I'll leave you with this: It's been said that you'd have to be crazy to run for president. Apparently, Vanity Fair believes that Rudy Giuliani really is.

Thursday, May 3, 2007

The Inaugural Entry

Returning to blogs (formerly "livefrom" on LiveJournal), and aware of the number of political blogs which inhabit this virtual world, I've decided to foray into political journalism vis-à-vis this, yet another, political blog.

On the cable news shows, you see so-called pundits giving their words of wisdom Ad nauseum. It seems as if there's no more originality of thought. Political reporting is miniscule at best. What is published in the morning in the New York Times or the Washington Post is regurgitated throughout the day on the cable news channels, and analysis given by the hosts and guests are tantamout to nothing more than verbatim musings heard somewhere else or read somewhere else.

So I'll do the same exact thing. I'll try not to, but that's the way that American politics functions. It's all about the narrative that the press creates and runs with. It's all about the conventional wisdom. To be unconventional is to be controversial. To be conventional is to be respected. And while I'll do my writing not from inside the Beltway, or from a Midtown Manhattan office, I'll deliver analysis and current political narratives as they unfold and develop.

One narrative that is on the verge of becoming cliché: How early it is for the presidential campaign season to be in full swing. 8 Democrats and 10 Republicans. More or less three front-runners from each party. 18 people in America running to be president of the United States. 19 if Fred Thompson decides to come in.

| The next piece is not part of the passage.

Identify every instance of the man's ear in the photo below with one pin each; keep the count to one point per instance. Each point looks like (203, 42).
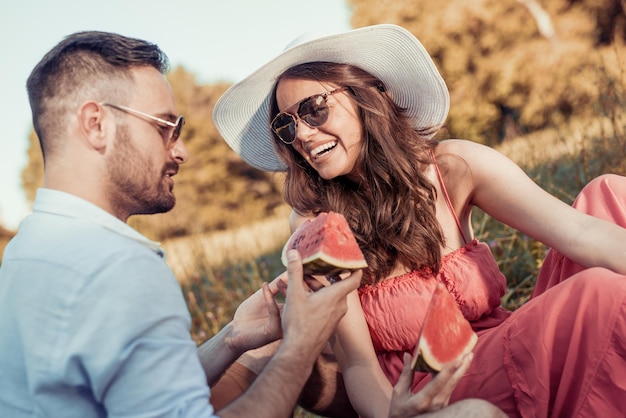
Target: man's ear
(95, 123)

In considering all of this, I've decided to begin this blog on the date of the first Republican Presidential Debate which will take place in the apotheosis of Republican devotion: The Ronald Reagan Presidential Foundation and Library in Simi Valley, California.

I'll watch and subsequently blog. Attentively listening to the CW that arises and the narratives that'll hit the political pages of the major newspapers in America.

Till then, welcome to the Political Record.